In deze zaak heeft de Rechtbank Den Haag op 25 juni 2019 uitspraak gedaan in een bodemprocedure betreffende de aanvraag van eiser voor een verblijfsvergunning asiel. Eiser, een Eritrese nationaliteit, had op 23 februari 2019 een asielverzoek ingediend, maar zijn aanvraag werd door de staatssecretaris van Justitie en Veiligheid niet-ontvankelijk verklaard. De staatssecretaris stelde dat eiser sinds 5 april 2018 internationale bescherming geniet in Duitsland, en dat hij daarom naar Duitsland moest terugkeren.
Eiser heeft beroep ingesteld tegen dit besluit en tijdens de zitting op 20 juni 2019 is hij bijgestaan door zijn gemachtigde en een tolk. De rechtbank heeft overwogen dat de staatssecretaris terecht heeft aangenomen dat eiser een zodanige band heeft met Duitsland dat het redelijk is om van hem te verwachten dat hij naar dat land terugkeert. De rechtbank heeft ook gekeken naar de relevante wetgeving, waaronder artikel 30a van de Vreemdelingenwet 2000, dat bepaalt dat een aanvraag niet-ontvankelijk kan worden verklaard als de vreemdeling in een andere EU-lidstaat internationale bescherming geniet.

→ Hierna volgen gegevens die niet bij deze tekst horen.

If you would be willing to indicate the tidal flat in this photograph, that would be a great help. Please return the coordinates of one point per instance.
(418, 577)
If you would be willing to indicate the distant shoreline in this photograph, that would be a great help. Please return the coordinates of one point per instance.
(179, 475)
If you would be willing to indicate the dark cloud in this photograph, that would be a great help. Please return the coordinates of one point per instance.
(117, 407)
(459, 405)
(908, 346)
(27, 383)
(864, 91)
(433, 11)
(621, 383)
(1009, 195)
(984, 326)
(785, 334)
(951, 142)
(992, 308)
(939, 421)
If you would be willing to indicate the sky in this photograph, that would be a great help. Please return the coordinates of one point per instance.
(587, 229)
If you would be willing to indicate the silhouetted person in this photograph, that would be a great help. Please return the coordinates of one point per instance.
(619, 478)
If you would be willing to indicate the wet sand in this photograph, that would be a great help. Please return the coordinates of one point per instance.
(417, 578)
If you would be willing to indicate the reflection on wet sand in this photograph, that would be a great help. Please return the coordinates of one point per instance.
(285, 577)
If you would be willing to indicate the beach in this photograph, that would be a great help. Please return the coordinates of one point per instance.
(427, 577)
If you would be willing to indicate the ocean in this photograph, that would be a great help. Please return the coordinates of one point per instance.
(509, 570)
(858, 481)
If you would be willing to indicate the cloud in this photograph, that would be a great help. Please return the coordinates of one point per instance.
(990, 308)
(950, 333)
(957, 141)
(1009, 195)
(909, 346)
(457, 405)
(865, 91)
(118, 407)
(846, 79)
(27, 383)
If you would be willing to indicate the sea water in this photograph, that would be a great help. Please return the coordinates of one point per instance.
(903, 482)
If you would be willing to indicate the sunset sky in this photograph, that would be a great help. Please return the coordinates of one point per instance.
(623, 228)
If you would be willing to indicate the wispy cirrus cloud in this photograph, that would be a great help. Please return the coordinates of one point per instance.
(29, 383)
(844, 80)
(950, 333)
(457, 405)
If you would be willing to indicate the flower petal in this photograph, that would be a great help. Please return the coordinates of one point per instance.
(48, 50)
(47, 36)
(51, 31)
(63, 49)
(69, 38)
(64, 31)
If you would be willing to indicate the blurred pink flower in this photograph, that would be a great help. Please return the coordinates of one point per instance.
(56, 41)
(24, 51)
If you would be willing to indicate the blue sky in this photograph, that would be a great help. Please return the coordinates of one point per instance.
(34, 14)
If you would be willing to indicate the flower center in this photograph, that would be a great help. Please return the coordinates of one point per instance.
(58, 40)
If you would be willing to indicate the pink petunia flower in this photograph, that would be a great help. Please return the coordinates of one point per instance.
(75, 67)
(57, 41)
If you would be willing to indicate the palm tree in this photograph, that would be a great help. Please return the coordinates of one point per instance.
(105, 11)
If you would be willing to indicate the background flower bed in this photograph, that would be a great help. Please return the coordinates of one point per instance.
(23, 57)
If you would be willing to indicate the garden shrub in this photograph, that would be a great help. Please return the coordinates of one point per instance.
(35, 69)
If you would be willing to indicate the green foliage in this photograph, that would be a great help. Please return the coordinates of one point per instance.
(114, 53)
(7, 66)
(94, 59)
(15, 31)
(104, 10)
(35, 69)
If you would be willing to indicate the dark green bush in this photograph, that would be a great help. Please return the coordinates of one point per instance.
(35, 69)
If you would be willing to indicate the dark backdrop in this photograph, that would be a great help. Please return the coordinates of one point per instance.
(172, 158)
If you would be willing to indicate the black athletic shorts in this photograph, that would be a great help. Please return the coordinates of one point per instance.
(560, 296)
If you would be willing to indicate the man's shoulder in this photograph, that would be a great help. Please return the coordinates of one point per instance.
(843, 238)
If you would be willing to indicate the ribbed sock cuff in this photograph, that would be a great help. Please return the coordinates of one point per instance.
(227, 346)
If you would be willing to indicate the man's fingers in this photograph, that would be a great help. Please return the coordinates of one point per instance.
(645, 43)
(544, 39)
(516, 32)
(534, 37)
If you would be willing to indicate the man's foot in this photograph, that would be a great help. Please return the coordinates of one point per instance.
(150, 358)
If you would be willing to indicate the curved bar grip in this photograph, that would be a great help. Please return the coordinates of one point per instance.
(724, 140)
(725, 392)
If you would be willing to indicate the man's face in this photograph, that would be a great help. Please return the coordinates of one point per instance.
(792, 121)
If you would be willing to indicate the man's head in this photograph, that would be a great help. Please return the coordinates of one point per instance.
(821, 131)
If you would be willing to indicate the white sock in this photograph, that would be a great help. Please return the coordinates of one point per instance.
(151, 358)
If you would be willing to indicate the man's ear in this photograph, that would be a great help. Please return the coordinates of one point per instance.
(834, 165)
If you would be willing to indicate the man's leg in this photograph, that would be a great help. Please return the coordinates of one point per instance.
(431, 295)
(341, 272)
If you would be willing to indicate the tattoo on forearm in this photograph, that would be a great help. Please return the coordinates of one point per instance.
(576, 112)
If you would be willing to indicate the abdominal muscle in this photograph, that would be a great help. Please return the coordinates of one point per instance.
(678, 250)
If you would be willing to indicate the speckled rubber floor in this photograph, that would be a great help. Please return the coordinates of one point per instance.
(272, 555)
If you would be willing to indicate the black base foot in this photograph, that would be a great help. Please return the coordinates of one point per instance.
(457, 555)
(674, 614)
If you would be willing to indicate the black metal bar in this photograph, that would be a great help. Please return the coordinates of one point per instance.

De rechtbank heeft echter vastgesteld dat de staatssecretaris in het bestreden besluit niet voldoende gemotiveerd is ingegaan op de belangen van eiser als minderjarige. De rechtbank heeft het bestreden besluit vernietigd, maar de rechtsgevolgen in stand gelaten. Dit betekent dat de rechtbank de staatssecretaris heeft veroordeeld in de proceskosten van eiser, vastgesteld op € 1.024. De uitspraak is openbaar gemaakt en er is een mogelijkheid tot hoger beroep bij de Afdeling bestuursrechtspraak van de Raad van State binnen één week na bekendmaking.